Wrócił stary Jackson, którego znałam. Puścił mi oko i podniósł moją głowę. Przystawił mi do ust swoją manierkę, upiłam łyk, a on odsunął ją ode mnie.
- Ej! -zaprotestowałam.
- Powoli. To nie nektar, ale i tak Ci pomoże.
Posłuszna, upiłam kolejny łyk. Smakowało jak taka zwykła woda, ale dało się wyczuć jakieś dziwne zioła, których smaku nie potrafiłam zdefiniować. Percy wstał i podszedł do Glenna. Umierający chłopak spojrzał z nienawiścią na Eselitę.
- Co zamierzasz? - warknął - Już i tak umieram.
- Nico, podnieś głowę gadatliwego kolegi.
Nico podniósł za włosy chłopaka i przyłożył mu czarny miecz do szyi.
- Jeden zły ruch - ostrzegł.
Percy podszedł do Glenna, chwycił go za włosy, podniósł jego miecz i jednym sprawnym ruchem pozbawił go głowy. Krew trysnęła, a ja czułam, że zbiera mi się na wymioty. Chłopak podtrzymywany przez Nica upadł i zwymiotował to co miał. Percy z głową jego przywódcy kroczył w jego stronę.
- Posłuchaj, to, że żyjesz nie jest przypadkiem - mruknął Eselita -Zaniesiesz tę piękną główkę do swojego wodza i opowiesz mu co tu zaszło. Ze szczegółami. I dodaj, że jest nas więcej. Rozumiesz?

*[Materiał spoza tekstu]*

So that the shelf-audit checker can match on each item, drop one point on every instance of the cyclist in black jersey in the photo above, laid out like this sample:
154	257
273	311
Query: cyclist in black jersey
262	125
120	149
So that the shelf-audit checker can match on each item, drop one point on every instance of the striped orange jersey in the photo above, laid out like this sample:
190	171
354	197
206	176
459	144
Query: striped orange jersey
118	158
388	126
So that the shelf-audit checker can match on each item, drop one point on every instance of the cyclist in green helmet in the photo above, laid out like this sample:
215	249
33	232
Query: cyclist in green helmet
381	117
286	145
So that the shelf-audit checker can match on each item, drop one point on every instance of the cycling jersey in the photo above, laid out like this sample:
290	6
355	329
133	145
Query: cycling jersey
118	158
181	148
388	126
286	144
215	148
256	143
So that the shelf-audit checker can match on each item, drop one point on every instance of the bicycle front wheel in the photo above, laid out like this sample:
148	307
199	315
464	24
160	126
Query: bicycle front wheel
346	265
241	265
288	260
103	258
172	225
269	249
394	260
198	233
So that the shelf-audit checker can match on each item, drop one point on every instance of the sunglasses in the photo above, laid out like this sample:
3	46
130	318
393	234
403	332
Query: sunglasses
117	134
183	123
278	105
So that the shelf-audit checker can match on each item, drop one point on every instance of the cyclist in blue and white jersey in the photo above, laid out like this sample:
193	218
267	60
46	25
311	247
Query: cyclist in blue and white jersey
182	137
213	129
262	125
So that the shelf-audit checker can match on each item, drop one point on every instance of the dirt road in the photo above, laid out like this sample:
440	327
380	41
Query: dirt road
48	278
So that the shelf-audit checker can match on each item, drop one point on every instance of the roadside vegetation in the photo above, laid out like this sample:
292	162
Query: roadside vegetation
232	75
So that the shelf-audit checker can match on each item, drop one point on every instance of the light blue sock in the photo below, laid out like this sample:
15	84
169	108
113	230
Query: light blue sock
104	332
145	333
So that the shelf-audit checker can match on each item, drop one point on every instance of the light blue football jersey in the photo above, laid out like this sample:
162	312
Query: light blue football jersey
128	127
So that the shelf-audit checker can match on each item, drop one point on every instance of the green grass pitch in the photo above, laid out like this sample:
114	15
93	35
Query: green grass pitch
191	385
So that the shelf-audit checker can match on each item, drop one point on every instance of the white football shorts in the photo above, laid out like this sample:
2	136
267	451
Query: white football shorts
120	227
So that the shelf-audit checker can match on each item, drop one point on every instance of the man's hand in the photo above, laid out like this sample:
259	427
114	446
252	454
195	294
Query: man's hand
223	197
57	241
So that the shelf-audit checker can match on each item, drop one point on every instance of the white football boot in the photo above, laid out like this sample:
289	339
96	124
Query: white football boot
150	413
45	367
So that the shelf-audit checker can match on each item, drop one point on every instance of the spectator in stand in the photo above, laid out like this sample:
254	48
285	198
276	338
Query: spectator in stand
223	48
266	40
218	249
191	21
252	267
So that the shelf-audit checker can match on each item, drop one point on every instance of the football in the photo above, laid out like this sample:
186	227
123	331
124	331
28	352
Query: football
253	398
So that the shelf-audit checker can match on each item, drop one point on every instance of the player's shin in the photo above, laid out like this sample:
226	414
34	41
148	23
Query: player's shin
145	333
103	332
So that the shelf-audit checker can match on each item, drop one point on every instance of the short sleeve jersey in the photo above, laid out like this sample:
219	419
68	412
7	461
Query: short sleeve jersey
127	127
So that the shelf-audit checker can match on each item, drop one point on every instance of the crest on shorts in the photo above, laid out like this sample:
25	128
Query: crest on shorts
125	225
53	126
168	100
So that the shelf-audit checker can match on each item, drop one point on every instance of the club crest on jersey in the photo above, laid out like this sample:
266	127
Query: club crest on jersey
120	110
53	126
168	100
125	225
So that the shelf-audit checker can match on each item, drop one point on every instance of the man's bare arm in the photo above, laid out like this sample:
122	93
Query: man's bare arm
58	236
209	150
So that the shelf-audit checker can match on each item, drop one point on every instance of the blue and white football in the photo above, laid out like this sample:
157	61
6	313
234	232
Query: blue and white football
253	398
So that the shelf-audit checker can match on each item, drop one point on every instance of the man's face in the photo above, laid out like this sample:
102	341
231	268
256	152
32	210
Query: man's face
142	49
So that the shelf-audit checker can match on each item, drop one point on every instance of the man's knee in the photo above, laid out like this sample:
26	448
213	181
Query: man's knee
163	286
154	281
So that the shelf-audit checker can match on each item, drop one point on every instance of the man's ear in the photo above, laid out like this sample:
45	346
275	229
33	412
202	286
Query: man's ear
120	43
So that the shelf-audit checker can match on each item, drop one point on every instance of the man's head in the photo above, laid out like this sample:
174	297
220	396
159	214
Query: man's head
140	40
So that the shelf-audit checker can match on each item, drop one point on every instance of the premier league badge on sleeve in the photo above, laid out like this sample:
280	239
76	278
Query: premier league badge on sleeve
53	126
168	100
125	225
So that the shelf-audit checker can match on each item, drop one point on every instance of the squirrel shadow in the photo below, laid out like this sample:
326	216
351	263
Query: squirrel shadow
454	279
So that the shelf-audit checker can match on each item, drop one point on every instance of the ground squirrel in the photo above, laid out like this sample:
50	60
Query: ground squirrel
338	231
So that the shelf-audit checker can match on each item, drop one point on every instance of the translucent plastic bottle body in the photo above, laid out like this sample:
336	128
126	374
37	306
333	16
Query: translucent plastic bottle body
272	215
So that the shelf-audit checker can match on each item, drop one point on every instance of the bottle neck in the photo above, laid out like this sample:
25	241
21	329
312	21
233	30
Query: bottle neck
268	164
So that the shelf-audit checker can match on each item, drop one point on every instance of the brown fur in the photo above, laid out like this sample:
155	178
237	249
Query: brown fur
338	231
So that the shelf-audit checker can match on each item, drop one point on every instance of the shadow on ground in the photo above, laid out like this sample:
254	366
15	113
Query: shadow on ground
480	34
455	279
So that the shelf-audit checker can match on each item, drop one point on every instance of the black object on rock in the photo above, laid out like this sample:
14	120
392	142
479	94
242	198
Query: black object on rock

Chłopak pokiwał głową, zgodziłby się na wszystko byle tylko uciec z tego przeklętego miejsca. Percy jak nigdy nic zapakował mu głowę do torby i rzucił.
- A teraz spierdalaj.
Chłopak skoczył w las, krzycząc w niebogłosy. Nico zarechotał z cicha.
- Co teraz ?- spytał.
- Budujemy tutaj szałas i rozpalamy ogień - odparł Percy - Nie musimy się obawiać, że wrócą. Zajmiesz się tym?
Chłopak, który zarządzał umarłymi zajął się zbieraniem gałęzi. Ot paradoks. Las się uciszył, jakby ucieszony, że nieproszeni goście odeszli. Wilk lizał łapki zupełnie nie przejmując się naszą obecnością.
- Dziękuję Cerberze - mruknął Eselita.
Wilk podniósł łeb i szczeknął krótko jakby chciał powiedzieć " Nie ma za co".
- Świetna robota, Annabeth.
- Starałam się - odparłam - Mamy chyba dużo do poopowiadania, co?
Percy przytaknął.
- Zgadza się, ale pierwsze musisz odpocząć. Wyglądasz źle jak na kogoś kto cały czas leży - parsknął.
- A ty zadziwiająco dobrze jak na kogoś kto właśnie z zimną krwią zamordował kilku ludzi - odpyskowałam.
Ukląkł przy mnie i poczułam się dobrze patrząc w te chłodne, czyste oczy. Już wiedziałam dlaczego potwory przed nim uciekały. Chwyciłam jego dłoń.
- Dziękuję, że po mnie przyszedłeś - szepnęłam.
- Nie ma za co - odparł.
Podał mi moją pomiętą bejsbolówkę, Zrozumiałam, że przewiózł ją dla mnie przez cały kraj. Zrobiło mi się ciepło na sercu. Pojedyncza łza skapnęła na ubitą ziemię polany.